Wszystkie sekcje mają napięcie stabilizowane w układach scalonych tuż przy zasilanych układach. Montaż znacznej większości elementów jest powierzchniowy.
Osłuch
Naima znamy z tego, że moc sinus jest u niego dużo niższa niż "muzyczna". Jest tu zresztą w jednym klubie z NAD-em. Ponieważ chciałem najpierw ustalić, jak się ma sprawa basu, będącego dla małych urządzeń trudnym sprawdzianem, przesłuchałem sporo nagrań z mocnym niskim rejestrem. Naim poradził sobie z tym zadziwiająco - jak na tę cenę, moc i wielkość.
Nie można uzyskać wysokich natężeń dźwięku bez utraty rozdzielczości i zmatowanienia, ale przy normalnym odsłuchu bas był świetny. Jeśli powiem, że to "combo" Naima z zewnętrznym odtwarzaczem CD gra jak dobry wzmacniacz za jakieś 4000-5000 zł, to się pomylę? Chyba nie, a jeśli już, to niewiele i chętnie daję mu ten kredyt zaufania. Jego niska moc jest słyszalna przede wszystkim jako ograniczenie skali przekazu, a nie braki w barwie.

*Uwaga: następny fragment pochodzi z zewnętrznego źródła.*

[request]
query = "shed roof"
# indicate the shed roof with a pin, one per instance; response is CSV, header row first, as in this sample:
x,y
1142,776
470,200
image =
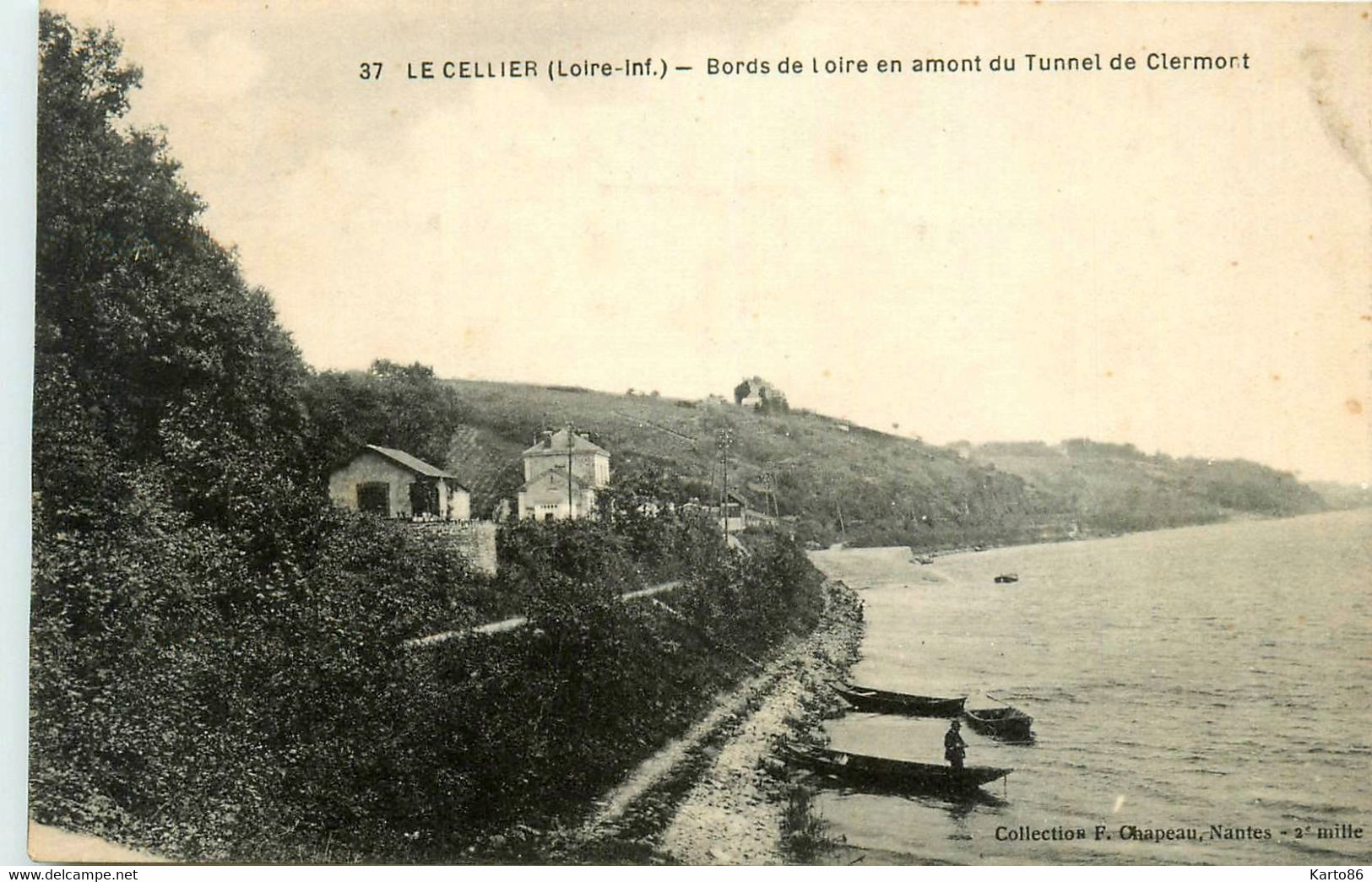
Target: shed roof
x,y
413,464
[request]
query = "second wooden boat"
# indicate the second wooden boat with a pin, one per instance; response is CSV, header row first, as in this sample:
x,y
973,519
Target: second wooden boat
x,y
888,772
1005,723
885,701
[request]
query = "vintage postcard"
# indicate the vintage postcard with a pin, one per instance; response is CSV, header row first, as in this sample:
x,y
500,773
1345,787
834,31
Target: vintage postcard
x,y
797,432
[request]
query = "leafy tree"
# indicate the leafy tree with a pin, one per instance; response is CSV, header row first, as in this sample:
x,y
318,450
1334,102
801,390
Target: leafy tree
x,y
149,347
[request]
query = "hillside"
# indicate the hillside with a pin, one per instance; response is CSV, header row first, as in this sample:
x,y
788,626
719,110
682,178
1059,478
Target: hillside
x,y
844,482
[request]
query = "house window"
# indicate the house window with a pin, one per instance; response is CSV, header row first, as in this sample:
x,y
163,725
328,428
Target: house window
x,y
375,498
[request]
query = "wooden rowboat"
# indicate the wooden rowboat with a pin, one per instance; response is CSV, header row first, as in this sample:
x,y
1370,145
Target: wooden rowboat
x,y
888,772
884,701
1005,723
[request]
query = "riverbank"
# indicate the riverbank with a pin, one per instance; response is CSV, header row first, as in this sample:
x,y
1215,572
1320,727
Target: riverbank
x,y
717,794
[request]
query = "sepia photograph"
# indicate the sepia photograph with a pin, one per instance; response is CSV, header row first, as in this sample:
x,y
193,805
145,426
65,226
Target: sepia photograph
x,y
807,432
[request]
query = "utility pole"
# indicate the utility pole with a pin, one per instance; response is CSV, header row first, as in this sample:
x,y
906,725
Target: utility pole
x,y
724,441
571,512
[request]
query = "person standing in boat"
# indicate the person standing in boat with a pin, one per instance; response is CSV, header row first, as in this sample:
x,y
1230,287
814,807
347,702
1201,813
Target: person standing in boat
x,y
954,746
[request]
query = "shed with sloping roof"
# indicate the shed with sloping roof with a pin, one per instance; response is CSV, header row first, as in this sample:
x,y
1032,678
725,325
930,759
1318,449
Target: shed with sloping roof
x,y
393,483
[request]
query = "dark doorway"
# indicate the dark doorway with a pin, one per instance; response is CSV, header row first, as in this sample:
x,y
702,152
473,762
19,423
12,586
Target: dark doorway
x,y
424,497
375,498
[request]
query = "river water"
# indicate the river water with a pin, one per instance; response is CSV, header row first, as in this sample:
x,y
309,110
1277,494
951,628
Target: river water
x,y
1178,679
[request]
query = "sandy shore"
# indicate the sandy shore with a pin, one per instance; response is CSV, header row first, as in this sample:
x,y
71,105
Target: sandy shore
x,y
718,794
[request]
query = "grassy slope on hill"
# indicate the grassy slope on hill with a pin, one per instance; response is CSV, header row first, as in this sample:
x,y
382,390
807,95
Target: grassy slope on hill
x,y
885,487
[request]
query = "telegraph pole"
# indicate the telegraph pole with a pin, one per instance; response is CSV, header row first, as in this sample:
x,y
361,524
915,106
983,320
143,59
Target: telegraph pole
x,y
571,512
724,441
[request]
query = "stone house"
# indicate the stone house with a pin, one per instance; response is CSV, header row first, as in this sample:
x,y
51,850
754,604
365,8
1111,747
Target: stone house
x,y
561,473
391,483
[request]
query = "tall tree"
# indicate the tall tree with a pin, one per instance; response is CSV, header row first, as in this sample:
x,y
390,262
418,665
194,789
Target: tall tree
x,y
151,351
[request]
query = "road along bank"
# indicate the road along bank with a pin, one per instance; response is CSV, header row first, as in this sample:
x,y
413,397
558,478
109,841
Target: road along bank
x,y
718,794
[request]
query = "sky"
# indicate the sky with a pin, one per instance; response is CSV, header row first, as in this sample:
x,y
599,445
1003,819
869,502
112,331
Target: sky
x,y
1178,259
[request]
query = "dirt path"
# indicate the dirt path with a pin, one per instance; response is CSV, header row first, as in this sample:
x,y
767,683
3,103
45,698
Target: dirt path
x,y
717,796
51,845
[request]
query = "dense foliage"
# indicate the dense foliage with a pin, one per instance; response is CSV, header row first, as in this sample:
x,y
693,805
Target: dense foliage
x,y
219,657
401,406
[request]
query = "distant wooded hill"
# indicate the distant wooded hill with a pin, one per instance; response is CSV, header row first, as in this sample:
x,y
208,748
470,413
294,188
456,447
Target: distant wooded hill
x,y
844,482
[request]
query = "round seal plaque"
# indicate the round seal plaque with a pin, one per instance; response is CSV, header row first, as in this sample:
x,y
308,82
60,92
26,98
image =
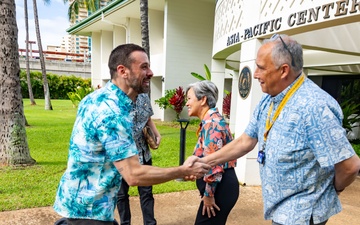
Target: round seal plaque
x,y
244,82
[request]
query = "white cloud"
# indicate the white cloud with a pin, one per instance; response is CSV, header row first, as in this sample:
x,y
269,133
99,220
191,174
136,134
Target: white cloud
x,y
52,20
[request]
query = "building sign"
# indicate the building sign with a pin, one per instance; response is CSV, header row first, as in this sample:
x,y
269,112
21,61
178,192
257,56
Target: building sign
x,y
326,11
244,82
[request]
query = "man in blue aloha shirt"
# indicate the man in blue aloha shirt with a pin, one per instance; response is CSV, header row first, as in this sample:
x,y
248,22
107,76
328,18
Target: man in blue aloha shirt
x,y
102,150
304,155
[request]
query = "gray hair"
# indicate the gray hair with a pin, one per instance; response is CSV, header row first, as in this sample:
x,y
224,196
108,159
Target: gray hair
x,y
205,88
286,50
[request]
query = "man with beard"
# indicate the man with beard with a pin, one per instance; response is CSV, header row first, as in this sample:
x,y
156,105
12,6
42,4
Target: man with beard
x,y
102,150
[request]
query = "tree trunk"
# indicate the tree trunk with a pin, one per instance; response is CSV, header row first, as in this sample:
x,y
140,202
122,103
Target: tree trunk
x,y
14,148
144,23
48,105
31,95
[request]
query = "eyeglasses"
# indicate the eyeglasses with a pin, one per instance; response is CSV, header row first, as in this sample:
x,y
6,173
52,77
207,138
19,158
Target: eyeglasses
x,y
274,37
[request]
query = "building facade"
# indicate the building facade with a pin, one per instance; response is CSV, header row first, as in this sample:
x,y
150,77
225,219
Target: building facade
x,y
225,35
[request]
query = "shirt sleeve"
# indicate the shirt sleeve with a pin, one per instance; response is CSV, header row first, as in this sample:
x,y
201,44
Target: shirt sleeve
x,y
326,136
213,141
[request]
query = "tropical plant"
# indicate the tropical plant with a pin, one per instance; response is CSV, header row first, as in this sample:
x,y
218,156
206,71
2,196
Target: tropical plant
x,y
14,149
79,93
178,101
351,117
163,102
200,77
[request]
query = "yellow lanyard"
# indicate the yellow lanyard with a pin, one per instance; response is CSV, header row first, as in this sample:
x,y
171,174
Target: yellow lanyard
x,y
288,95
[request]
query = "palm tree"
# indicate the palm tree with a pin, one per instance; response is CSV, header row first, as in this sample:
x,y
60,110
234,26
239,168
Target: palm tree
x,y
48,105
144,23
14,148
31,95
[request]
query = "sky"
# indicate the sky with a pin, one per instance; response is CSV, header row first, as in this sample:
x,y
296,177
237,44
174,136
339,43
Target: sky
x,y
53,22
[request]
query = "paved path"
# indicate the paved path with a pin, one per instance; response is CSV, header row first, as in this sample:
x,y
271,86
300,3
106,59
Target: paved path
x,y
180,208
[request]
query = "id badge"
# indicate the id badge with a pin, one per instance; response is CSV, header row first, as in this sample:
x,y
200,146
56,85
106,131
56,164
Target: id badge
x,y
261,157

Dźwięk Naima UnitiQute jest gęsty, treściwy i koherentny, ma emocjonalny sens. Uderzenie jest trochę zmiękczone, dlatego bardziej podobała mi się - pod tym kątem - muzyka jazzowa i klasyka, a mniej - elektronika i mocny rock czy metal.
Pliki wysokiej rozdzielczości zapewniają lepszą przestrzeń i głębię, chociaż w sumie skok jakościowy nie dyskwalifikuje CD - zachowane są najważniejsze zalety Naima, w tym jego spójny charakter, gdyż pochodzą ze wzmacniacza.
Zarówno z zewnętrznym CD, jak i z plikami, oprócz barwy pozostaje istotna motoryka przekazu. Wzmacniacze Naima słyną z rytmiczności; tak jest i w Naimie UnitiQute, mimo wspomnianego łagodniejszego ataku.
Bardzo sprawnie, nawet z pewnym dramatyzmem, odtwarzany jest zakres średnich tonów, na tyle umiejętnie, aby nie ruszać sybilantów. Dźwięk jest żywy, otwarty, lecz nierozjaśniony.
Moim zdaniem: system Naima to przede wszystkim wyśmienity wzmacniacz z dodanym odtwarzaczem plików i radiem. W czasie testu słuchałem przede wszystkim radia internetowego - znak czasów. Dźwięk jest na tyle dobry, a dostępność tak prosta, że spokojnie można zapomnieć o FM, o DAB-ie nawet nie wspomniawszy.